0

0

24 Eylül 2013 Salı

A.Ş.K

Ağzından kelimeler birer birer dökülürken duyabildiğim hiçbir sözcük yoktu. Sadece ağız hareketlerini görüyordum ama zihnim söylediklerini anlamlandırıp kulaklarımı doldurmuyordu. O konuşurken yaptığım tek şey onun yüzünde gözlerimle dolaşmaktı. Fiziki olarak ona hiç dokunmamıştım. Ama gözlerim çok dokunmuştu. Bedenim değil ama ruhum onunla binlerce kez sevişmişti. Şu anda masada karşımda otururken onun yüzünün derinliklerini keşfedilmemiş bir denize inen dalgıç gibi fersah fersah araştırıyordum. Kimler dokunmuştu bu yüze ? Kimlere akmıştı o gözlerdeki sıcaklık ? Düşünürken bile kıskanıyordum … Gözlerine baktığımda yaydığı enerji ile azar azar damla damla eriyordum. 

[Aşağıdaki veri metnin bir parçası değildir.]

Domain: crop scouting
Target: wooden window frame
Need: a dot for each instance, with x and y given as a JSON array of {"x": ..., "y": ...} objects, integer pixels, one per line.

Benim için sevmek, binlerce çakıl taşının içerisindeki kum tanesini seçebilmektir. Yüzlerce insanın içinde dahi olsa onu seçebilirim, orada olduğunun farkına varabilirim. Kalabalıkların içinde onun kokusunu içime çekebilirim. Varlığını hissettiğimde içimde gezinen sıcak kanın, yaydığım heyecanla kalbime hızla pompalanmasını, vücudumun titremesini, ayaklarımın yerden kesilmesini sağlayabilirim. Bu öyle büyük bir güç ki tek parmağımla dünyayı bile yuvarlayabilirim. Bir kişinin kalbine demir atmaya çalışmak insana nasıl böyle bir güç verir ? Neden insan tek başına iken kendini zayıf, iki kişiyken güçlü hisseder ? Tüm bu soruların cevabını bende bilmiyorum.